Se podrá decir que no pude relajarme, que estuve pensando en lugar de dejarme llevar por el espectáculo, que mis reflexiones no son más que la constatación de un fracaso artístico o de una pedrada cósmica que tengo alojada en el lóbulo parietal… pero no, créanme, cuando un espectáculo de circo, humor y música genera ese huerto de interrogantes es que ha dado en al diana. Así que déjenme invitarles a traspasar las puertas de la realidad, a mezclarse con los 10 muertos más llenos de vida que se van a encontrar jamás, a entender –en contra de científicos y teóricos del materialismo dialéctico- que el juego, la risa, el llanto y la acrobacia son los cuatro elementos básicos que conforman el universo.
Esta nueva edición del cabaret fantástico es ante todo un viaje, como casi todo lo que merece la pena en la vida.

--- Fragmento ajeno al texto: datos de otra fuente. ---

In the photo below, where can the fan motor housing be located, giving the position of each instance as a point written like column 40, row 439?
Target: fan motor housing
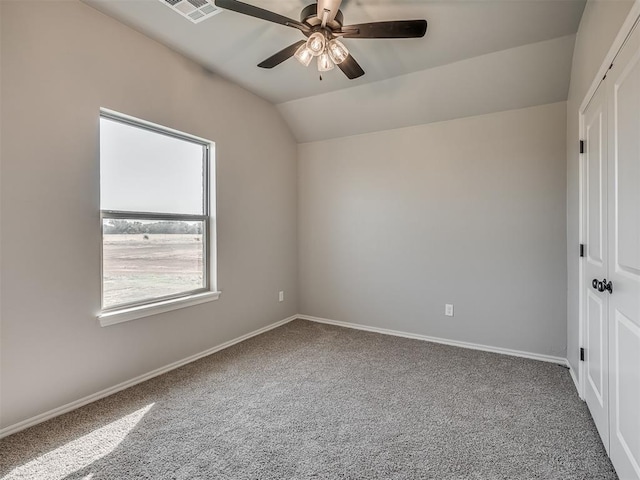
column 309, row 15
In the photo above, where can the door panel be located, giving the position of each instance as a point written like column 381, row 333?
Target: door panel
column 596, row 330
column 624, row 253
column 626, row 414
column 595, row 126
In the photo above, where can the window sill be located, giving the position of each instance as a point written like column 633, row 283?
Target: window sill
column 126, row 314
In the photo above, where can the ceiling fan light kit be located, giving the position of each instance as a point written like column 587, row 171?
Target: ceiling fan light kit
column 324, row 62
column 304, row 55
column 322, row 24
column 337, row 51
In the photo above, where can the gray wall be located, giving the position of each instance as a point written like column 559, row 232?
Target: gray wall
column 61, row 62
column 393, row 225
column 600, row 24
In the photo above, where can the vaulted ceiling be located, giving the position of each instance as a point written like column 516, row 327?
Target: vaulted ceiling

En este viaje por el tiempo y las emociones nos acompañan seres que alguna vez fueron y que sólo vuelven a ser durante el tiempo en que este cabaret está abierto –corran, porque sólo lo estará estos 1 y 2 de diciembre-. No son zombis. Nada que ver. Los 10 personajes construidos por las vivas gentes del Café de las Artes, con la dirección artística de Anthony Mathieu y la iluminación de Flavia Mayans, son la antítesis del mundo-zombi que vivimos. No comen vida, sino que generan vida; no vagan por la tierra purgando su desesperación, sino que sonríen –lloran, que llorar no está prohibido excepto en este mundo de excepcional felicidad envasada- y juegan para celebrar esos minutos del regreso; no representan al capitalismo zombi que aliena y dispersa, sino que convocan a un aquelarre de alegría y buen humor sin valor de intercambio.

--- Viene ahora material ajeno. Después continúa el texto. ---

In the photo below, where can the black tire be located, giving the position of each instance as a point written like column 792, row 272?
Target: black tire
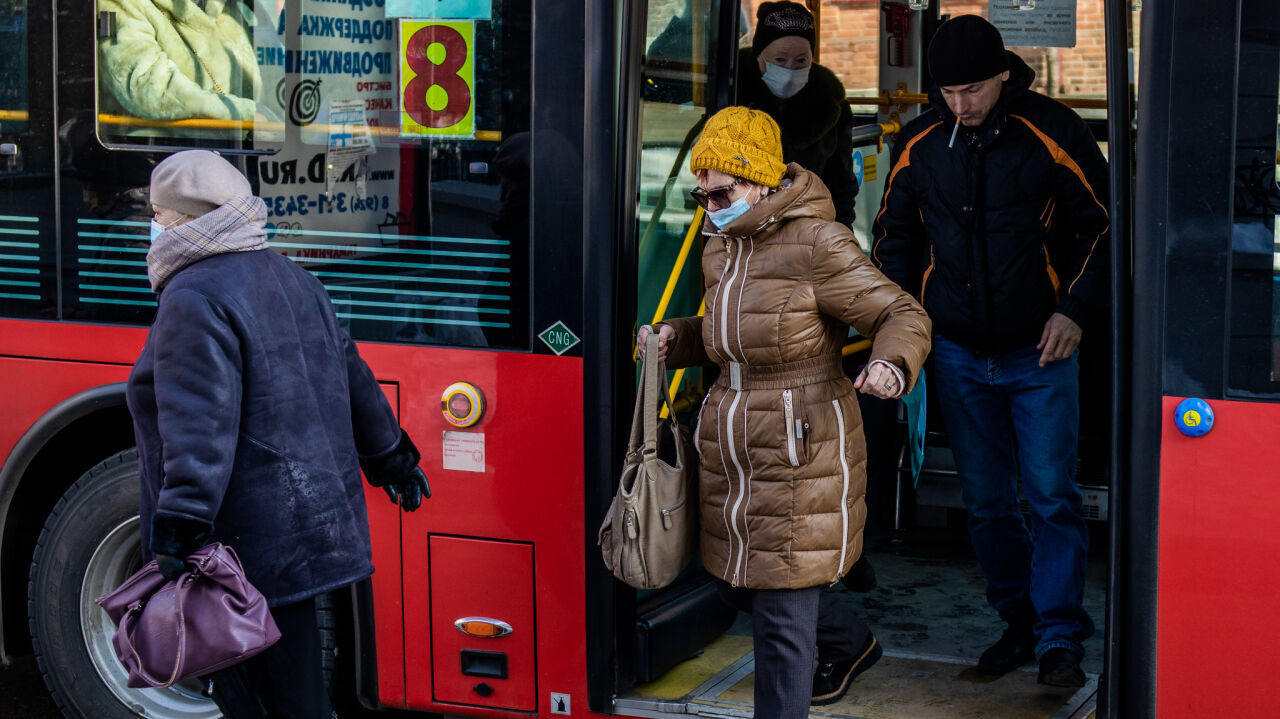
column 88, row 545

El viaje está repleto de buen circo, de música en directo halada por la voz preñada de voces de Alicia Trueba, de acentos diversos, de humor complejo, de invitaciones a la vida, de guiños a esa muerte siempre presente entre los vivos. Y el viaje se hace en compañía. La noche no hubiera sido igual sin la sonrisa del vecino de butaca, sin el desorden del coqueto ambigú del Café de las Artes, sin las caras de felicidad que se dibujaban en el breve descanso en el que la sala es transformada para el segundo asalto, sin la voz de la niña que preguntaba sin pudor sobre lo que ocurría en el escenario cercano: “¿qué hace el payaso?”. Y el payaso hacía lo que el resto de sus 9 compañeros y compañeras: componer con cuidado y poco a poco una historia mínima que –por las preguntas que me provocó- creo que era una historia máxima.
No sé si el colectivo que armó esta bendita y breve locura es consciente –imagino que sí-, pero donde se producía un gag yo también vi metáforas sobre el significado de estar muerto en vida, donde las voces parecían ser sólo comprendidas por los actores y actrices yo escuchaba el lenguaje universal de la diversidad, donde el acordeón o el clarinete daban la nota para marcar el tiempo o para resaltar un número yo sentía una mano en la que confiar para acompañar el viaje de mis iguales por las dudas o, quizá, por algunas certidumbres.
La música invoca a la música y recuerdo a Canta Mercedes Sosa erizaba la piel al cantar: “Cuando yo te abrazo, no te abrazo sola, te abraza conmigo una eternidad” y anoche, en el cabaret fantástico, yo sentí que no podré estar solo nunca más, sino que viajan conmigo la eternidad, los ancestros, la historia viva del circo, la música de todos los tiempos y lugares, las sonrisas de todas las edades y en todos los idiomas, la posibilidad de soñar más allá de lo permitido, el niño que no pude llegar a ser y que siempre espera un desliz, un cabaret fantástico quizá, para salir de paseo sin destino sobre una suave nube para transitar este momento de la historia tan áspero, tan poco fantástico.